I had to generate txt file with some numbers to feed to another program and this is what I made in Python:
import os
os.chdir("C:\\Users\\User\\Desktop")
if __name__ == "__main__":
    file = open("testpython.txt", "w")
    file.write("0=x 41945088 768 \n")
    d = 41945984;
    v = 896;
    offset = 1280;
    for i in range(v, 3500000000, 1408):
        file.write("".join(str(i)+"=x ")+str(d)+" "+str(offset)+"\n")

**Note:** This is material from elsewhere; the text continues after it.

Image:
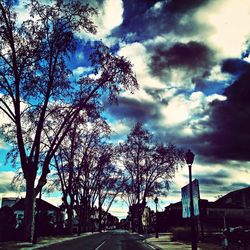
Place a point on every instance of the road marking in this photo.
(100, 245)
(152, 247)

        d = d + offset + 128
    file.close()
and same in C++:
#include <fstream>
int main() {
    std::ofstream myfile;
    myfile.open("C:\\Users\\User\\Desktop\\testcpp.txt", std::ios::app);
    myfile << "0=x 41945088 768" << "\n";
    unsigned long long int d = 41945984;
    int v = 896;
    int offset = 1280;
    for (unsigned long long int i = v; i <= 3500000000; i+=offset+128) {
        
        myfile << i << "=x " << d << " " << offset << "\n";
        d = d + offset + 128;
        
    }
    
    myfile.close();
    return 0;
}
What is wrong with C++ code that it runs so long (~26s vs ~5s for Python)? I think it's quite simple and standard way of writing to file with C++? Please notice in the for loop it will be much larger number than 350000000 (I set it like that just for testing), that's why there is unsigned long long int.